U.S. SENATE – U.S. Senator Steve Daines today joined a group of bipartisan senators to express concerns with the Biden administration’s plans to issue one-size-fits-all staffing mandates for Montana nursing homes. Daines and the group of senators are urging the Administration to address the severe workforce shortages facing rural Montana and ensure Montana seniors have access to quality, long-term care.
“We fear a one-size-fits-all staffing mandate would undermine access to care for patients, particularly in rural communities. Instead, we urge you to work with Congress and rural stakeholders on tailored solutions that address the severe workforce challenges in our states’ underserved areas.

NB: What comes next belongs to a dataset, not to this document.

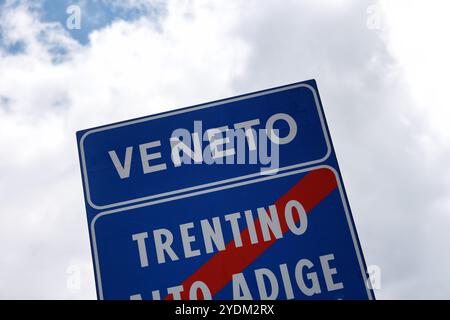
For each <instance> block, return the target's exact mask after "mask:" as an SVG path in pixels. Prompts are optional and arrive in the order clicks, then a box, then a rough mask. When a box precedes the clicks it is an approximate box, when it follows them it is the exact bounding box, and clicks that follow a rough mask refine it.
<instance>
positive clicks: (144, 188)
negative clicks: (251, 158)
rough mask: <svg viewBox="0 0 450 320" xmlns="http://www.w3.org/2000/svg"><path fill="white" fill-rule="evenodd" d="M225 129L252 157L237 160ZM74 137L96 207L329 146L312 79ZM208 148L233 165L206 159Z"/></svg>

“Going forward, we recognize CMS as a crucial partner in identifying, mitigating, and preventing future health and safety problems in nursing homes. We stand ready to work with your agency on proposals to improve long-term care for patients. The best way to accomplish this goal is working with Congress and stakeholders to ensure any future actions do not further exacerbate the serious challenges already facing facilities in rural America,” the senators wrote.
Read the full letter Daines sent to Center for Medicare and Medicaid Services (CMS) Administrator Chiquita Brooks-LaSure HERE.
In recent years, staffing issues and nursing home closures have limited access to senior care in rural communities. Since 2021, Montana has seen the closure of 11 nursing homes, and in 2022 alone, the state lost more than 850 nursing home beds, according to the Montana Health Care Association.
In the wake of the COVID-19 pandemic, nursing homes have struggled with nurse recruitment and retention, especially in underserved communities. Staffing mandates would put an additional burden on rural nursing homes, which face different workforce conditions and patient needs than their urban counterparts. These blanket mandates would also place a disproportionate financial burden on rural nursing homes and could potentially result in additional closures that would be detrimental to underserved communities.